Minister of Finance
- In office 1972 – April 29, 1975
- President: William Tolbert
- Succeeded by: Edwin Williams

Personal details
- Born: February 16, 1921 Bensonville, Liberia
- Died: April 29, 1975 (aged 54) Greenville, Liberia
- Alma mater: Liberia College University of Michigan

= Stephen A. Tolbert =

Liberian politician (1921–1975)

Stephen Allen Tolbert (February 16, 1921April 29, 1975) was a Liberian politician and businessman.

==Early life==
Tolbert was born on February 16, 1921, in Bensonville, Liberia, the younger brother of William Tolbert. Tolbert received a high-school education from Liberia College and in 1941 received a B.A. from the institution.

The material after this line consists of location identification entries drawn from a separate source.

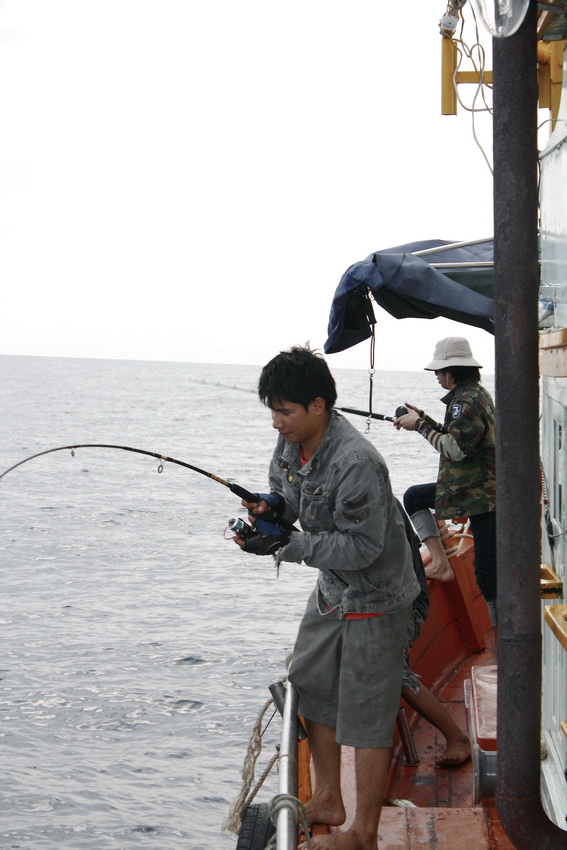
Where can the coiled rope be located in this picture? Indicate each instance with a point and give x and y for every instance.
(233, 821)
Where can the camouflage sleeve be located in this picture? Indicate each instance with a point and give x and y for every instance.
(445, 444)
(464, 431)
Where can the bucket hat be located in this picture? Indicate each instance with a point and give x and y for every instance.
(452, 351)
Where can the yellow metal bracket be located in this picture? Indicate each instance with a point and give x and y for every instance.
(556, 618)
(553, 354)
(551, 586)
(550, 75)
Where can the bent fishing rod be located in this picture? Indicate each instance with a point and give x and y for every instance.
(399, 412)
(244, 494)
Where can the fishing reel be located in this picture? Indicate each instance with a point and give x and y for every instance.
(240, 529)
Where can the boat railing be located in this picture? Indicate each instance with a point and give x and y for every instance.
(287, 815)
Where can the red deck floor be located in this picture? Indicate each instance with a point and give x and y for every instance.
(442, 814)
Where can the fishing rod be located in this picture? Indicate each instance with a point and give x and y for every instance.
(244, 494)
(400, 411)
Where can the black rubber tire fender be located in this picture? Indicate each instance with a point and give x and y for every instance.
(256, 829)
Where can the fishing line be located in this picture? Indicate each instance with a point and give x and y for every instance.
(367, 413)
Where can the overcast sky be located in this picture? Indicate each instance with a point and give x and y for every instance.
(189, 179)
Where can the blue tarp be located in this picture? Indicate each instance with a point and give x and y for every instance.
(409, 287)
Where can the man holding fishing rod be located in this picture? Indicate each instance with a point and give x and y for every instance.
(349, 652)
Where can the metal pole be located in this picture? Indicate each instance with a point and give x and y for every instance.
(517, 456)
(286, 826)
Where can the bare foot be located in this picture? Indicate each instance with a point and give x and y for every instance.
(338, 841)
(441, 571)
(456, 752)
(325, 811)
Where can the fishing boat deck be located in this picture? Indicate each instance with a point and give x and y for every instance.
(439, 808)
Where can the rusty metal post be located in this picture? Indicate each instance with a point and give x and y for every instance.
(516, 280)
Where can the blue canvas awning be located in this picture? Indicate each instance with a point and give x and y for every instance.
(454, 281)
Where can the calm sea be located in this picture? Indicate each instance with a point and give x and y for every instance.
(138, 643)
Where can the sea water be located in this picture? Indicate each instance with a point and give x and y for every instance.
(137, 642)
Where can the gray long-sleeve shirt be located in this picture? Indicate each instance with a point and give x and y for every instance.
(351, 529)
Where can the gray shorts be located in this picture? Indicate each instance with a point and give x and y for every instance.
(410, 680)
(349, 673)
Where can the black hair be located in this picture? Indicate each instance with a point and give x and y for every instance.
(464, 373)
(298, 376)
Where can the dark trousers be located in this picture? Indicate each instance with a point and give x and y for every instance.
(483, 528)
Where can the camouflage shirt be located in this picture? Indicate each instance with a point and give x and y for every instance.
(466, 484)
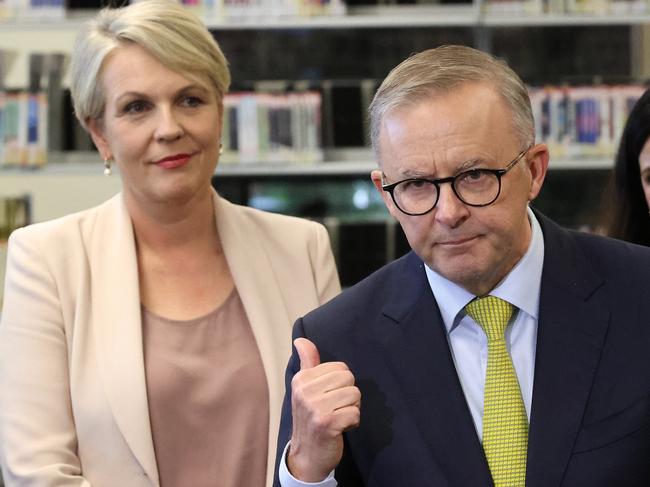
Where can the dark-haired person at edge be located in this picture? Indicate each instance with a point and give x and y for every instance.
(626, 202)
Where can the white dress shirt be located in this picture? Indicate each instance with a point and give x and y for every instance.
(468, 342)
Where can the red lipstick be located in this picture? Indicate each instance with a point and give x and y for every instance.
(173, 162)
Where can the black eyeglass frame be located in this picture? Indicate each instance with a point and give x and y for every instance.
(389, 188)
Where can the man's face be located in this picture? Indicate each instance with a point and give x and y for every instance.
(470, 127)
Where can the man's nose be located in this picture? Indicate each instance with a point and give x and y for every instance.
(450, 210)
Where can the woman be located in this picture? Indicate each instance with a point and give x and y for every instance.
(627, 201)
(143, 342)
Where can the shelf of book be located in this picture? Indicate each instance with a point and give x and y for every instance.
(407, 16)
(388, 16)
(562, 19)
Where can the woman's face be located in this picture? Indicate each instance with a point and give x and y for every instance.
(644, 167)
(161, 128)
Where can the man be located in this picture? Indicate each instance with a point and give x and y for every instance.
(503, 350)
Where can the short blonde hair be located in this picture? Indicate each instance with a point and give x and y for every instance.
(164, 28)
(442, 69)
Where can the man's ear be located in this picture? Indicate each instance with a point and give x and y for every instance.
(96, 130)
(376, 177)
(537, 162)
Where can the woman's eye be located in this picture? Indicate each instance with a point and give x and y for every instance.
(192, 101)
(137, 106)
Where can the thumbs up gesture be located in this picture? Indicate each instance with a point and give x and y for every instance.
(325, 403)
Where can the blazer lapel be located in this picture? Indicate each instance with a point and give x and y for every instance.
(571, 332)
(117, 327)
(416, 347)
(265, 307)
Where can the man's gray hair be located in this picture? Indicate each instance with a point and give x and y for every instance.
(439, 71)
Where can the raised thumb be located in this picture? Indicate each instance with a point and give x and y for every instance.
(308, 353)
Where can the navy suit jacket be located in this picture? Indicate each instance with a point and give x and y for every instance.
(590, 415)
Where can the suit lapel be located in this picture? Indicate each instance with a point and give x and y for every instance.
(571, 332)
(415, 345)
(117, 327)
(265, 307)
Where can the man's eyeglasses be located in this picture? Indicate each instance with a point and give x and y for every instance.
(475, 187)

That same year, Tolbert held a chief position at the Division of Passports, and did so until 1943. In 1944, he furthered his education in the United States, first by attending Howard University, then the University of Michigan, where he received a B.S. and M.S. in forestry.

==Career==
Tolbert served as chief of the division of forestry for the Liberian Department of Agriculture from 1948 to 1949. He then served as assistant secretary of agriculture from 1949 to 1957. He served as director of the school of forestry for the University of Liberia for two years, starting in 1959, before serving as the secretary of agriculture and commerce from 1960 to 1965.

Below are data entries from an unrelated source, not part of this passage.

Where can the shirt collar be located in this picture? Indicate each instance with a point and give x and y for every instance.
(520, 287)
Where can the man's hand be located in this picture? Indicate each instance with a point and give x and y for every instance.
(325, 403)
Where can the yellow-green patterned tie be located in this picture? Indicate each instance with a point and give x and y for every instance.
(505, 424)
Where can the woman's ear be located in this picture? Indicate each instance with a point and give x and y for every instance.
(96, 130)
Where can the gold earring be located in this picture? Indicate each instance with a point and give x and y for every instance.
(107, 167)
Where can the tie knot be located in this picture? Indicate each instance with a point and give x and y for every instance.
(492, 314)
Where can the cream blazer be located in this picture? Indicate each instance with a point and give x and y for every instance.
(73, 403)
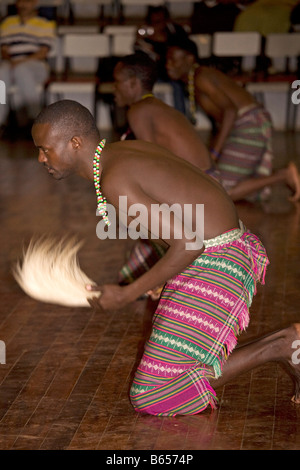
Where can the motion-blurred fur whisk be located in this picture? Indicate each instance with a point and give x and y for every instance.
(49, 271)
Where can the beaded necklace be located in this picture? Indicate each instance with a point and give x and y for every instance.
(191, 91)
(101, 201)
(148, 95)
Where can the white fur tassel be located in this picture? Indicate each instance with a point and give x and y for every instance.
(49, 272)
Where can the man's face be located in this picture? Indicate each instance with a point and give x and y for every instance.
(56, 154)
(178, 63)
(124, 90)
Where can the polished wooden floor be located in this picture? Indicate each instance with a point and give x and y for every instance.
(67, 373)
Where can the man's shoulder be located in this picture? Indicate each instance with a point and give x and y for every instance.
(44, 23)
(10, 21)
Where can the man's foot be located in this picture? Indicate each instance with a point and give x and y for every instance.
(293, 181)
(292, 360)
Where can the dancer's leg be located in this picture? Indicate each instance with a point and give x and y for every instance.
(275, 347)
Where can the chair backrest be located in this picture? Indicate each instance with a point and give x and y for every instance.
(180, 8)
(234, 44)
(119, 29)
(122, 44)
(204, 43)
(86, 45)
(137, 8)
(282, 45)
(82, 51)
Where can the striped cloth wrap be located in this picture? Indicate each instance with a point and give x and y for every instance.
(200, 314)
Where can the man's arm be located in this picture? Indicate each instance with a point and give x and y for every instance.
(178, 256)
(213, 100)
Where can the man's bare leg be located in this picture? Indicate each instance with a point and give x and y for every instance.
(288, 176)
(275, 347)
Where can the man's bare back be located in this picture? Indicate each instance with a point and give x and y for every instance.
(154, 121)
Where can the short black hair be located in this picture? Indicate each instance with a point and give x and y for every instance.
(185, 44)
(70, 117)
(141, 66)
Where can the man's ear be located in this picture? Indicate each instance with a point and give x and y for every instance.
(76, 142)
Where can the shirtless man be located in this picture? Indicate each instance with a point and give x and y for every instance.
(189, 342)
(242, 145)
(152, 120)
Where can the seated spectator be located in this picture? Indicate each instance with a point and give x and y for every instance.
(25, 41)
(212, 16)
(154, 37)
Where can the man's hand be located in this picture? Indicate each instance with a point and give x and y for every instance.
(108, 297)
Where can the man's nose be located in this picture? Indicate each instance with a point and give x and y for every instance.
(42, 157)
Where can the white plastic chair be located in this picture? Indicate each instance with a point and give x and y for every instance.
(203, 43)
(80, 53)
(246, 45)
(284, 47)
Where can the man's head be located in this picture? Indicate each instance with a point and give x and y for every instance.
(180, 58)
(26, 7)
(134, 75)
(65, 134)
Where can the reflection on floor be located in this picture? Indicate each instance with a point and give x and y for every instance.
(67, 373)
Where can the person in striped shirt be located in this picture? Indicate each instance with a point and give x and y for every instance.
(25, 40)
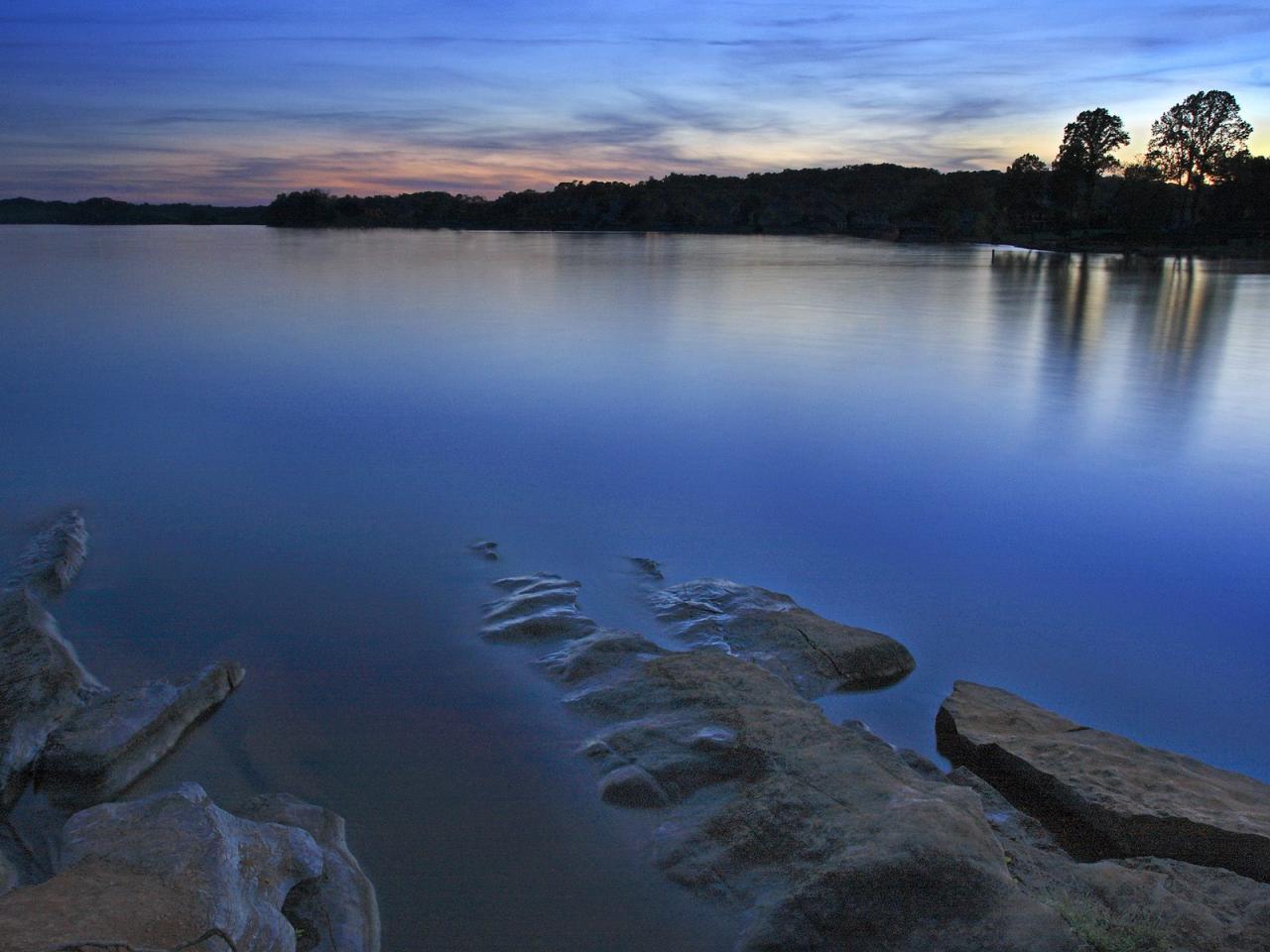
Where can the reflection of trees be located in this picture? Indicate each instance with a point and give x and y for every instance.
(1174, 311)
(1188, 309)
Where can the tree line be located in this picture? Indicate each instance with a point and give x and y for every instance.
(1196, 185)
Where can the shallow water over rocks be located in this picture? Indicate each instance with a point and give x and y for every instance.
(1038, 472)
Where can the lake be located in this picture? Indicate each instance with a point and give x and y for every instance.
(1042, 472)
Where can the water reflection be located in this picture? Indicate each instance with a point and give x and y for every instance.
(1037, 471)
(1125, 339)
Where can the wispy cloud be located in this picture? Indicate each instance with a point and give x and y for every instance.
(235, 100)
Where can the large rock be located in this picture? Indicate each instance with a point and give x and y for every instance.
(56, 720)
(336, 911)
(1102, 794)
(1138, 905)
(825, 832)
(815, 654)
(105, 746)
(168, 871)
(42, 680)
(536, 608)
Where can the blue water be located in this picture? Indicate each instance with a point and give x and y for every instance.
(1046, 474)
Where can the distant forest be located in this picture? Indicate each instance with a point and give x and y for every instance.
(1197, 186)
(108, 211)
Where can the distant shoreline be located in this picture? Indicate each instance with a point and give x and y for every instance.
(441, 214)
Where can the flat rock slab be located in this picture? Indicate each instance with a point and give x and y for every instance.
(167, 871)
(103, 748)
(536, 608)
(813, 654)
(42, 680)
(822, 832)
(1102, 794)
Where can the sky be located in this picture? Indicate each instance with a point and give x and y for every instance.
(235, 102)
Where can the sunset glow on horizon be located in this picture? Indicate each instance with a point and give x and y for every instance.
(235, 102)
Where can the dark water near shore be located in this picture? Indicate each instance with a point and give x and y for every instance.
(1044, 474)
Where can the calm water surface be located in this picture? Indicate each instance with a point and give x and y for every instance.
(1044, 474)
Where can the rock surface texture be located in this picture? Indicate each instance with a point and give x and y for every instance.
(830, 839)
(1102, 794)
(42, 680)
(169, 871)
(103, 748)
(335, 911)
(58, 721)
(163, 873)
(822, 830)
(813, 654)
(536, 608)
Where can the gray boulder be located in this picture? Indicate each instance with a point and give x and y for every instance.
(56, 720)
(42, 680)
(825, 832)
(336, 911)
(167, 871)
(1137, 905)
(813, 654)
(597, 654)
(536, 608)
(1105, 796)
(100, 749)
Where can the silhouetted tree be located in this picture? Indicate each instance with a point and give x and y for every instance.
(1086, 154)
(1196, 139)
(1089, 141)
(1024, 191)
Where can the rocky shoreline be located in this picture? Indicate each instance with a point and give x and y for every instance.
(82, 871)
(1046, 835)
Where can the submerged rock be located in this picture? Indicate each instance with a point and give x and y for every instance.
(1103, 794)
(89, 744)
(108, 744)
(813, 654)
(538, 607)
(825, 832)
(167, 871)
(648, 567)
(42, 680)
(336, 911)
(485, 549)
(595, 654)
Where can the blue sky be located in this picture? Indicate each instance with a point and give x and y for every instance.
(234, 102)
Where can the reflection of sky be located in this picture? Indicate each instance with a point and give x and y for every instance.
(236, 100)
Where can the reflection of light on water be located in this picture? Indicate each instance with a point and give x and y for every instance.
(1182, 315)
(1125, 347)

Tolbert, with his brother and the vice president of Liberia William, founded the Mesurado Group of Companies, the first Liberian-owned multimillion-dollar company. It was a fishing enterprise, which expanded its scope as time went on. Tolbert established similar enterprises in Sierra Leone and Nigeria. In 1969, Tolbert got into the shrimping industry. Other business interests of his included partial ownership of the Bank of Liberia as well as a diamond-exporting firm known as the Liberian American Mining Company.

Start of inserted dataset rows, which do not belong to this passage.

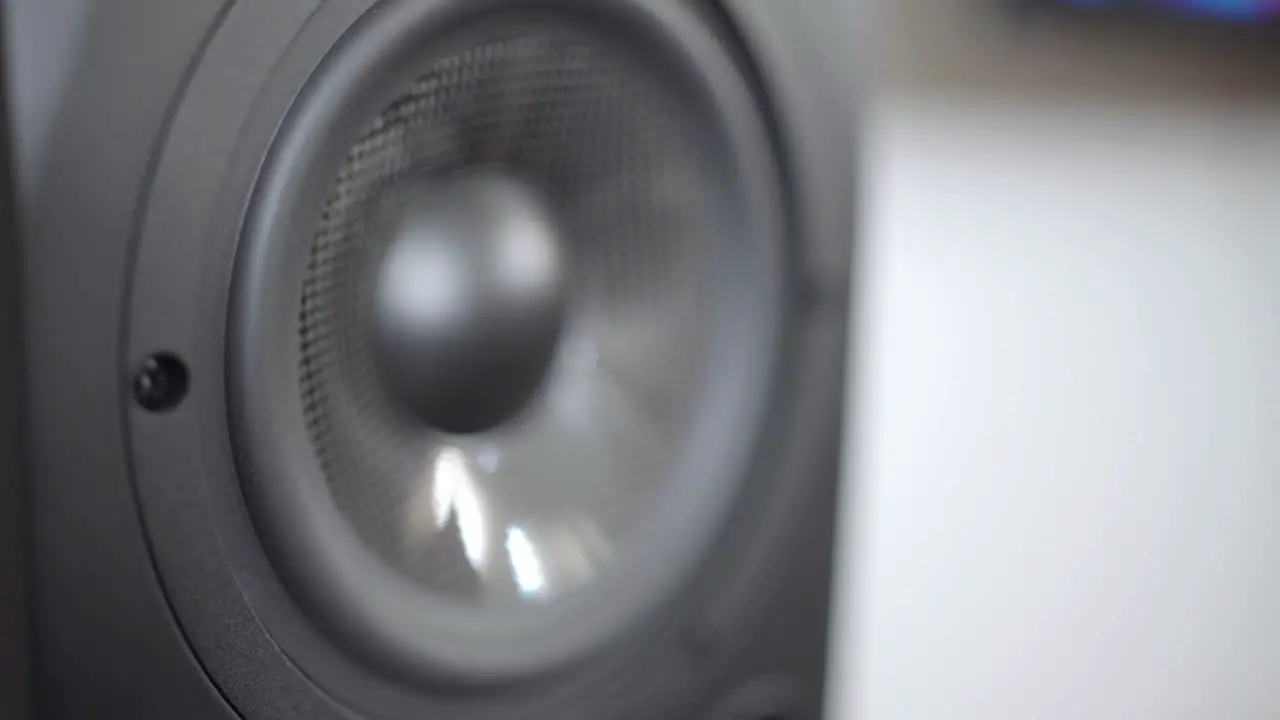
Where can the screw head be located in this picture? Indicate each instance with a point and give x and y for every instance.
(161, 383)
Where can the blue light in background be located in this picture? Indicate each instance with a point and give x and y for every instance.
(1235, 10)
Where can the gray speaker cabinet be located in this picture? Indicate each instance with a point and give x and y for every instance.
(137, 132)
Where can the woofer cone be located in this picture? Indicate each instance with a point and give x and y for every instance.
(507, 547)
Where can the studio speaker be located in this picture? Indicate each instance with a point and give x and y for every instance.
(428, 359)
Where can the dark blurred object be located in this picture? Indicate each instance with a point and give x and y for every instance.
(14, 692)
(1244, 12)
(617, 233)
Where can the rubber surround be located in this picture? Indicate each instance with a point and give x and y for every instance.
(257, 646)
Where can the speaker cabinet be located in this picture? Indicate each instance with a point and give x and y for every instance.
(430, 359)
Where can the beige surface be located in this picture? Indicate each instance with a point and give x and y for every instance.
(1068, 481)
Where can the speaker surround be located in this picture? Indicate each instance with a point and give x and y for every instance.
(634, 122)
(241, 561)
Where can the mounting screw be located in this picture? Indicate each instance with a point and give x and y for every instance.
(161, 383)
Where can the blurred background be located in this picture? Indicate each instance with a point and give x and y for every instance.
(1066, 497)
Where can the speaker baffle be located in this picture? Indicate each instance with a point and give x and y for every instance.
(507, 322)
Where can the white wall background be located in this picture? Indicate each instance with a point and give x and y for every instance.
(1066, 482)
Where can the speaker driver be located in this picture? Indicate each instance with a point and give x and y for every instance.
(530, 337)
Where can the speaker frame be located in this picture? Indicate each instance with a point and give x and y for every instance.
(76, 317)
(328, 569)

In 1972, Tolbert was appointed minister of finance. He resigned from his position at the Mesurado Group of Companies to accept this cabinet appointment. His appointment was controversial, as his brother was now president, and Tolbert's position was attained in large part due to this relation. Journalist Albert Porte criticized Tolbert for using his public office to advance his business interest in the Mesurado Group of Companies in a 1974 broadside entitled Liberianization or Gobbling Business?. Tolbert sued Porte on the charge of libel for a substantial sum of money, and while Tolbert won the suit, the outcry against the ruling led the founding of the first civil society organization in Liberia.

==Death==
On April 29, 1975, Tolbert as well as five other associates died in a plane crash after shortly after taking off from Greenville, Liberia, to attend a meeting.